Primaire de la gauche : l'éviction de Philippe Brun plonge le PS dans la tourmente
Primaire de la gauche : l'éviction de Philippe Brun plonge le PS dans la tourmente
À sept mois et demi du premier tour de l'élection présidentielle, fixé au 18 avril 2027, la primaire du pôle social-démocrate traverse sa première crise majeure. L'éviction de Philippe Brun, accusé de violences, a rebattu les cartes du scrutin censé désigner le candidat de la gauche à la présidentielle (source : Centre Presse Aveyron, 06h16).

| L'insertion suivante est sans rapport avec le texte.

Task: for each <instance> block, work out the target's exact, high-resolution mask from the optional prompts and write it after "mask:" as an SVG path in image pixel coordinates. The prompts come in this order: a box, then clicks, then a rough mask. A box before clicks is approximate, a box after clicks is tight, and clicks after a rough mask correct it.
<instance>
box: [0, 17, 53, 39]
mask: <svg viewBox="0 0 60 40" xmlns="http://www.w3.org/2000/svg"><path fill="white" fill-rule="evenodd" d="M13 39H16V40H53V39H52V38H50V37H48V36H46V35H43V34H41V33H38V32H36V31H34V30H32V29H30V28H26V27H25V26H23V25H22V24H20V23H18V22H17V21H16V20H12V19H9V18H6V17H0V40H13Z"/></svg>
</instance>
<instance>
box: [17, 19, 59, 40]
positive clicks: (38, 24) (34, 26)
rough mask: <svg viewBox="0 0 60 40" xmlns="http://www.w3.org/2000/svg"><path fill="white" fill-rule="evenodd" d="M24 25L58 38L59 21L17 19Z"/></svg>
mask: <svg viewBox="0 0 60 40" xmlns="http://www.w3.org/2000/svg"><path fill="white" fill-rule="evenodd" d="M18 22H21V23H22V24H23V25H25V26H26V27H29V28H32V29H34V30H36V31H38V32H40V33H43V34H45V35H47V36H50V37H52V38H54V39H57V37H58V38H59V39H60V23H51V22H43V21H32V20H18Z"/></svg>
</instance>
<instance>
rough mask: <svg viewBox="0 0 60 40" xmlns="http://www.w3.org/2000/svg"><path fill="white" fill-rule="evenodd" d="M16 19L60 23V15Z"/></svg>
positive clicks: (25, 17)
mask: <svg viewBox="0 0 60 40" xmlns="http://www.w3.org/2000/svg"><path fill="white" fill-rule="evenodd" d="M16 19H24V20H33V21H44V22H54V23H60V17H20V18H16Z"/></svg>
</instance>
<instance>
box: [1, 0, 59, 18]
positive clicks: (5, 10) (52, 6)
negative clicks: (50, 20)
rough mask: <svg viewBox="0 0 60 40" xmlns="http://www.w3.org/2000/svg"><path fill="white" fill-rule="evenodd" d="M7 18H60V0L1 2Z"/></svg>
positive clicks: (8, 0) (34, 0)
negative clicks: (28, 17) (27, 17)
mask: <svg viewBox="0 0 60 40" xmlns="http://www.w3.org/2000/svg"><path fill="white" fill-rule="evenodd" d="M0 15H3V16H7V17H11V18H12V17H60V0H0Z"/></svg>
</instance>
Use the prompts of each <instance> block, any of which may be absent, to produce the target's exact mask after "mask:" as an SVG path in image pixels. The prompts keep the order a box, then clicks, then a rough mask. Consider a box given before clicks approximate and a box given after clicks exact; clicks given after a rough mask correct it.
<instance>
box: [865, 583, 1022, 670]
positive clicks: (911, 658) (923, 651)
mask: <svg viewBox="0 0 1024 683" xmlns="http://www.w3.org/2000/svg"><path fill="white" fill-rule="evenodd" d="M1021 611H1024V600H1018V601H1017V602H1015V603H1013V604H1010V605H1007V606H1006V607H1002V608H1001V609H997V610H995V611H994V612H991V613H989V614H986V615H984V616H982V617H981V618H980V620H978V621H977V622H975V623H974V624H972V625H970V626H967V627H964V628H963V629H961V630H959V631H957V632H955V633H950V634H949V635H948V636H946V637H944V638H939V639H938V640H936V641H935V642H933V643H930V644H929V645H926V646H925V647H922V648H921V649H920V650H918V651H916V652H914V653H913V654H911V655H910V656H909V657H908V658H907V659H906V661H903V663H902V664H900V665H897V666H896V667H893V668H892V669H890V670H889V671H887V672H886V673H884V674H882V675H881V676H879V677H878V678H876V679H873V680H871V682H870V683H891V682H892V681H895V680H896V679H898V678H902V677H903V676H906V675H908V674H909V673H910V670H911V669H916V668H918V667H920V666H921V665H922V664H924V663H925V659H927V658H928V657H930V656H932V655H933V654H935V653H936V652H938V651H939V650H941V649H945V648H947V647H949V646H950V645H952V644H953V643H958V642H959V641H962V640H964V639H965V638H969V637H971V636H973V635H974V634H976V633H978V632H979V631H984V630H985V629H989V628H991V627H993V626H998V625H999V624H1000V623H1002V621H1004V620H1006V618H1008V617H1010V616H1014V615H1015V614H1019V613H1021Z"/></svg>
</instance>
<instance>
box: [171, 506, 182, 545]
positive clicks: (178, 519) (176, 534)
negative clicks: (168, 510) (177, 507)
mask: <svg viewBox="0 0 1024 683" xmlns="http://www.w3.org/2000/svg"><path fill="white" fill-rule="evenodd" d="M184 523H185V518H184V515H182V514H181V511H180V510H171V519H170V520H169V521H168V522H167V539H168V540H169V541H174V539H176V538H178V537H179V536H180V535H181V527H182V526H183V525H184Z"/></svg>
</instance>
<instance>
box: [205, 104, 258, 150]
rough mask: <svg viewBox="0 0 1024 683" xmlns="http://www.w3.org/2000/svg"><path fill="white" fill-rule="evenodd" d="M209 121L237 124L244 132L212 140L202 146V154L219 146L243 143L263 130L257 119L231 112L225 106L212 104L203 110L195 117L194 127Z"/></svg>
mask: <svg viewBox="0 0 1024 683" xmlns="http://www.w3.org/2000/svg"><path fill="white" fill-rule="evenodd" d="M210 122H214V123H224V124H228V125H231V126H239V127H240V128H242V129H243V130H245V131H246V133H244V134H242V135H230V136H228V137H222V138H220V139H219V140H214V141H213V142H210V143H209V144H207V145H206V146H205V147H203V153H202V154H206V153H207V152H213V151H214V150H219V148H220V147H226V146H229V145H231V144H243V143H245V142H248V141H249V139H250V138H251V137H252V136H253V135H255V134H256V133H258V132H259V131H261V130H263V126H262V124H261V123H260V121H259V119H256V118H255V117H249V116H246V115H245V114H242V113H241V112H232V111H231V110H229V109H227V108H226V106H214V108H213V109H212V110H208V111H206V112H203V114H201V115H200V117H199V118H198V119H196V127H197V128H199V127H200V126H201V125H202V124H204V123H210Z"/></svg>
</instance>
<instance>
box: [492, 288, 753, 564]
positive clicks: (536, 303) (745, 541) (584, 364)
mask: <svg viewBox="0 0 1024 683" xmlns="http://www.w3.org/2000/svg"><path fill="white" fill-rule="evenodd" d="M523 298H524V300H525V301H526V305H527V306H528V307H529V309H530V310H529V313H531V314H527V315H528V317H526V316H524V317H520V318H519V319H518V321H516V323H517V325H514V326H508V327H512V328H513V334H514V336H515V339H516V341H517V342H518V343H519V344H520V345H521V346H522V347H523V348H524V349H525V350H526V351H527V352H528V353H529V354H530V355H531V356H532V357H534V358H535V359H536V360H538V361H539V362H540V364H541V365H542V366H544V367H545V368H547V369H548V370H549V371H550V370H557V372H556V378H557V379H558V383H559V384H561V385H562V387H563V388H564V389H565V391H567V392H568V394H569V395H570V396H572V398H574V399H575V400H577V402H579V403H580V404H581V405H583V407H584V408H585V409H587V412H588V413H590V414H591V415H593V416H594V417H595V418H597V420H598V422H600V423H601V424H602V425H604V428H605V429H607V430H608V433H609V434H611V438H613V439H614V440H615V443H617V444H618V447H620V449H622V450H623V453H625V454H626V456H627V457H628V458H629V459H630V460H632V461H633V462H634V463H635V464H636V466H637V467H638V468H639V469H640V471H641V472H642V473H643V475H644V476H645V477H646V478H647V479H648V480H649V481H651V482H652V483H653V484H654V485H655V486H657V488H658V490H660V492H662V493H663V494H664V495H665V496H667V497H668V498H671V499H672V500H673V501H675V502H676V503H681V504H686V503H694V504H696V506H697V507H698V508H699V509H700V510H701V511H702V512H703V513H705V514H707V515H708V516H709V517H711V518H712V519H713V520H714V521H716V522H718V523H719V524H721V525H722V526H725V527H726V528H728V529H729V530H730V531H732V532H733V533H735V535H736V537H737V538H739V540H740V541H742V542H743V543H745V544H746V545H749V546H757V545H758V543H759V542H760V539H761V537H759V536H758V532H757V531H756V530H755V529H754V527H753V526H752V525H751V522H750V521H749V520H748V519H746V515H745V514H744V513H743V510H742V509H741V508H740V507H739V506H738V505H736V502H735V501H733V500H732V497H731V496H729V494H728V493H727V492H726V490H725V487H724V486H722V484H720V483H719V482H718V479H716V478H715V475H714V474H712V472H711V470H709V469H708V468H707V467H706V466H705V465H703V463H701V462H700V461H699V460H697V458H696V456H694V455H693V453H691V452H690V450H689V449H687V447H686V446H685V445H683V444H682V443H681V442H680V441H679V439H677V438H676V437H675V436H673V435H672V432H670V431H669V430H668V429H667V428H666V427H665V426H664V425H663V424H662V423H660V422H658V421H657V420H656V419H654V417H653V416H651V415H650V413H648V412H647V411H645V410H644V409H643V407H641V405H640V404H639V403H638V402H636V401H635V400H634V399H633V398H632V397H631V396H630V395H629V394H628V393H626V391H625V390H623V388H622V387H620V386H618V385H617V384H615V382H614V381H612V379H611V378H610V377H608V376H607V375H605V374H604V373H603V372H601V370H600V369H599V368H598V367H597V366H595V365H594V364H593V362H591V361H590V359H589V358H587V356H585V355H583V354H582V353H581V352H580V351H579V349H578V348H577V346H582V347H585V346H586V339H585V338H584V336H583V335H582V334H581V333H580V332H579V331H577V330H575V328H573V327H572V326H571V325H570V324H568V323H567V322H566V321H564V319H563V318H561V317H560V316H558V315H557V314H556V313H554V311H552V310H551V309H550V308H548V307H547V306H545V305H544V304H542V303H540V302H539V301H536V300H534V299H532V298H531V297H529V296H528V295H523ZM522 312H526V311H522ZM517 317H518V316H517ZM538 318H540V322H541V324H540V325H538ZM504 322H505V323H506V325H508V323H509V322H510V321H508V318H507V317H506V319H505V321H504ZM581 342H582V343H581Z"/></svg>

Les faits : Philippe Brun écarté de la primaire
La suspension de Philippe Brun de la primaire socialiste a été actée, précise la dépêche de Centre Presse Aveyron, qui recense cinq candidats encore en lice pour le scrutin (source : Centre Presse Aveyron, 06h16). L'affaire, révélée par l'accusation de violences visant l'élu, a immédiatement contaminé l'agenda du parti, au point que franceinfo se demande si elle peut « polluer » le scrutin organisé pour désigner le candidat du PS (source : franceinfo, 11h24).
La défense d'Olivier Faure : « Je n'y suis pour rien »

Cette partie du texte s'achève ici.